Let’s take another context, and this is looking for a relationship between the ages of husbands and wives. So we go out, and we do a survey, and this is the data that we collect. We plot our data. We do our scatter plot, and this is what it looks like. So it definitely appears that there is a positive association because if the wife is young, so is the husband, and if the wife is older, so is the husband also. We also have some clustering here. Notice that for whatever reason the couples that were surveyed tended to be pretty much in their late twenties, mostly early thirties, and also in their forties. Now what about these points—this one out here, this one, this one, and these two over here; are those outliers?

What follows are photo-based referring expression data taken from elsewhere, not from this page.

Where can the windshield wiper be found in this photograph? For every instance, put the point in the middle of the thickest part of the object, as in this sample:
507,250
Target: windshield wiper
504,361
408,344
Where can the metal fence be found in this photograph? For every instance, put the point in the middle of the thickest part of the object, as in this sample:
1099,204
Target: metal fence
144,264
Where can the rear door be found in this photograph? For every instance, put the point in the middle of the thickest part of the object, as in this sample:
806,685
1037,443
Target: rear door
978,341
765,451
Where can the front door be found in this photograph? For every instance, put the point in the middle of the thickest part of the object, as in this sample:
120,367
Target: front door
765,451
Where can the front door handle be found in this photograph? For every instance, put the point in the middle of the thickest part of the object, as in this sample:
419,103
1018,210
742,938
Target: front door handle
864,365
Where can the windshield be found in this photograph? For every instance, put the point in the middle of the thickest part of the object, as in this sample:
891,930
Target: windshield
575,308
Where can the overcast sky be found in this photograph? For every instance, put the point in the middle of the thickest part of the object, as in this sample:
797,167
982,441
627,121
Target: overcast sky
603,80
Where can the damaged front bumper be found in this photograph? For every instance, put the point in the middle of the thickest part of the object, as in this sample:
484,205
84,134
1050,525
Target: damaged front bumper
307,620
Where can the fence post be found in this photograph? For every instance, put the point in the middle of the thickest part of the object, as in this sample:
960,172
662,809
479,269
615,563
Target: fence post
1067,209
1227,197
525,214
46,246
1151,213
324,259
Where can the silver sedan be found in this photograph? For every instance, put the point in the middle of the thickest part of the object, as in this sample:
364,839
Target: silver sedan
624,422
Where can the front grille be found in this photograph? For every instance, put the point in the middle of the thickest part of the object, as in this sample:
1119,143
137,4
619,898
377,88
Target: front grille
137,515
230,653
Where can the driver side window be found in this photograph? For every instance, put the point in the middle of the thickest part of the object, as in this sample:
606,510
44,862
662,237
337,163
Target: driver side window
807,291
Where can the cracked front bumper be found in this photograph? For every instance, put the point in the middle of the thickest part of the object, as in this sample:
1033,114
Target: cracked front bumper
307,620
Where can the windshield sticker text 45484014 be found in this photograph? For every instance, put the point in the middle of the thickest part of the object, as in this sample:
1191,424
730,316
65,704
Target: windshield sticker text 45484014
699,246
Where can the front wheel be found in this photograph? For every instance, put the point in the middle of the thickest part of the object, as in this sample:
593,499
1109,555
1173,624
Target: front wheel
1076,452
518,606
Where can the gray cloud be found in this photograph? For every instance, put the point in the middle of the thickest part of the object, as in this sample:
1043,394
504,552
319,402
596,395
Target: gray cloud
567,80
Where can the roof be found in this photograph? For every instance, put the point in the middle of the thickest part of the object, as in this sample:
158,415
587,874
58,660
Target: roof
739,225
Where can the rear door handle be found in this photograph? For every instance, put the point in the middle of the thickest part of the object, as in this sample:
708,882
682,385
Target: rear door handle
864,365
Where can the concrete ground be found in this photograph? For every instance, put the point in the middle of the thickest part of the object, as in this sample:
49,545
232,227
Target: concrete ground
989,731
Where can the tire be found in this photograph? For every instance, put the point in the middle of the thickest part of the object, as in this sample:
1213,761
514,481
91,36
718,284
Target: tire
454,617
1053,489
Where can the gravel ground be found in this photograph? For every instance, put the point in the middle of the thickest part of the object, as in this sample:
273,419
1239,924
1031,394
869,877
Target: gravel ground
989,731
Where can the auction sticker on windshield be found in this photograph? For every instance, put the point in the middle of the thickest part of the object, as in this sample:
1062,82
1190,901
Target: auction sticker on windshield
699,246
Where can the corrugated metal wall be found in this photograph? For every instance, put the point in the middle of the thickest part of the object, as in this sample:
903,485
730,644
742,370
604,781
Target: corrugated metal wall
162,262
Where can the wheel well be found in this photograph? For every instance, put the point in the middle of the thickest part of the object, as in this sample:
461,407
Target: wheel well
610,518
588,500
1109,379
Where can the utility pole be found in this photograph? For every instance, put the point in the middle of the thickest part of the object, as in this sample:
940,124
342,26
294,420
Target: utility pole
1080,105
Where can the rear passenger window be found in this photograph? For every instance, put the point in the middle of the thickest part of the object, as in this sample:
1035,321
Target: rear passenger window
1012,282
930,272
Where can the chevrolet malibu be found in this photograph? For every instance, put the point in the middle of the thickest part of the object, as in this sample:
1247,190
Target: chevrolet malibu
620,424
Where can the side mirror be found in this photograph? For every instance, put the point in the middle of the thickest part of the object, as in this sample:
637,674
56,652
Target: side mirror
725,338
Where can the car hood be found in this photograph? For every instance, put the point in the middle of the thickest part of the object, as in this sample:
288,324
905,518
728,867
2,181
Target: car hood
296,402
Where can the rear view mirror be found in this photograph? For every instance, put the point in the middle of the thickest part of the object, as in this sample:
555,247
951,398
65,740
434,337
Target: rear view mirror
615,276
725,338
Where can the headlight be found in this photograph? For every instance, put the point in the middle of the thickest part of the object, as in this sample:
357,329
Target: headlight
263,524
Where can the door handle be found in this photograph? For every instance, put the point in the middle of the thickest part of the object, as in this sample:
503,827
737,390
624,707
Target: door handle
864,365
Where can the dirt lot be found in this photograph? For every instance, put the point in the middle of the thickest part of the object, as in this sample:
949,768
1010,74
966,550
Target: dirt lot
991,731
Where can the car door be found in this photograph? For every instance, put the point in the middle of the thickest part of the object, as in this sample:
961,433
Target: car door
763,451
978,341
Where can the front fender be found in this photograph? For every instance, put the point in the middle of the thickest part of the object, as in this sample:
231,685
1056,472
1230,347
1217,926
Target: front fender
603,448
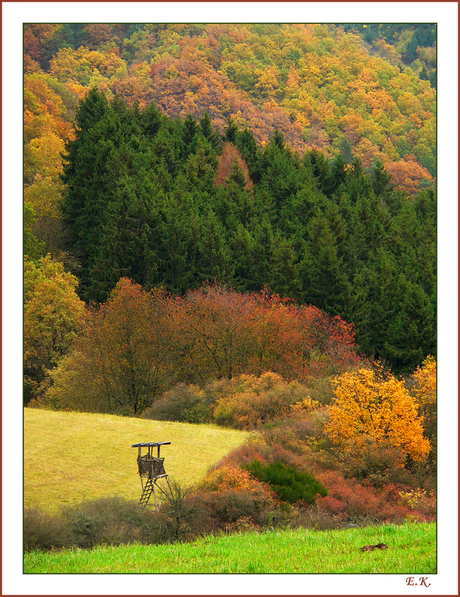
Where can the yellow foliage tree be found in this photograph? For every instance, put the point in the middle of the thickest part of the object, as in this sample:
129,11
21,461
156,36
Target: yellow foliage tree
371,407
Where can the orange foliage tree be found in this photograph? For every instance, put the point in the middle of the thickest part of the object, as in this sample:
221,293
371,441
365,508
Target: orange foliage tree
425,390
53,316
371,408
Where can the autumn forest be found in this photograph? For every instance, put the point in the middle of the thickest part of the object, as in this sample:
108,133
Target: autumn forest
236,225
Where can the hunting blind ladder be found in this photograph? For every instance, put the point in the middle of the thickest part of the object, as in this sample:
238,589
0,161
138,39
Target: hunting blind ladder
152,473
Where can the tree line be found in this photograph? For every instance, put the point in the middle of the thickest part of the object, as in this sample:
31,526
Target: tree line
172,203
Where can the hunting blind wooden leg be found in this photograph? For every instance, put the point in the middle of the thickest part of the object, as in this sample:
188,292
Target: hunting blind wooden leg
154,478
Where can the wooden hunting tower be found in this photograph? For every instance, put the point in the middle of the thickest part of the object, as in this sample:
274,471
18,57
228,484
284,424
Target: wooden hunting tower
152,473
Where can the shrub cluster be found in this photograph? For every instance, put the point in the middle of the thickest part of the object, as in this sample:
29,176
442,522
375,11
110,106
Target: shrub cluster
243,402
290,484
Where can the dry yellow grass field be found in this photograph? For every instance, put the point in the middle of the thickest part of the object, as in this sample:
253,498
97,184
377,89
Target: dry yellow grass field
69,456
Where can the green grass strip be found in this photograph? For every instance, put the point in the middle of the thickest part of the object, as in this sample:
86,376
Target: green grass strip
411,550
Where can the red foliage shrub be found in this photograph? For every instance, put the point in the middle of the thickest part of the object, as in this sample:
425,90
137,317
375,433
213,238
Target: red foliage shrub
348,496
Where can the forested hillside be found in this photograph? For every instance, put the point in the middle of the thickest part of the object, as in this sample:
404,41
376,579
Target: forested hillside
296,160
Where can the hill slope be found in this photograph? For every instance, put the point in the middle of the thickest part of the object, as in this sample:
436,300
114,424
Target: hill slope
71,456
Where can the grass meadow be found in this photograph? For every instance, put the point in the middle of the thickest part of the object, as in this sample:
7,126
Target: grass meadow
70,457
411,550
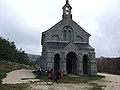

One thing that we can do is draw a line, and this line is one that goes through the points that illustrate the age of the wife and the husband being the same, such as 20 and 20, 30 and 30, 40 and 40, and so forth. Now we can have a little bit better idea of what’s going on here. This point here, and these two points here, they do follow the linear path. They look like they were kind of outliers, because they were far away from these other points, but they’re not outliers, so what we need to do is kind of adjust our definition of an outlier a little bit. It’s not so much that they’re far away from the other points. Another condition is that they also have to not follow the pattern, so these three points here are not outliers, because they do follow the same pattern. For whatever reason in this sample, they just weren’t quite close to the ages of the other couples that were surveyed.
Now these two points are definitely outliers. They’re away from the other points, plus they are away from the pattern. They’re away from where the line would be. This point here is one where the wife is 47; the husband is 34. So the wife is quite a bit older than the husband. Over here, we have a situation where the husband is quite a bit older than the wife; he is 58, and she is 27.
Let’s take another context. This is one where we are looking for the relationship between the weight of the vehicle and the gas mileage that it gets. So we go out and we do some research. This is the information that we found. We then plot our data to see what the pattern would be, and so here, we have a negative association. It is pretty linear, but it’s negative because notice that as the weight of the vehicle increased the mileage that it gets got smaller; it decreased. So again this is an example of a negative association; if one variable increases, the other one decreases, or vice versa.
So this standard involves quite a bit of information that is probably new to a lot of students. Again the key is that they understand the definitions of all the terms involved, and then in turn, they know what these terms look like graphically when you do scatter plots on a two-dimensional plane.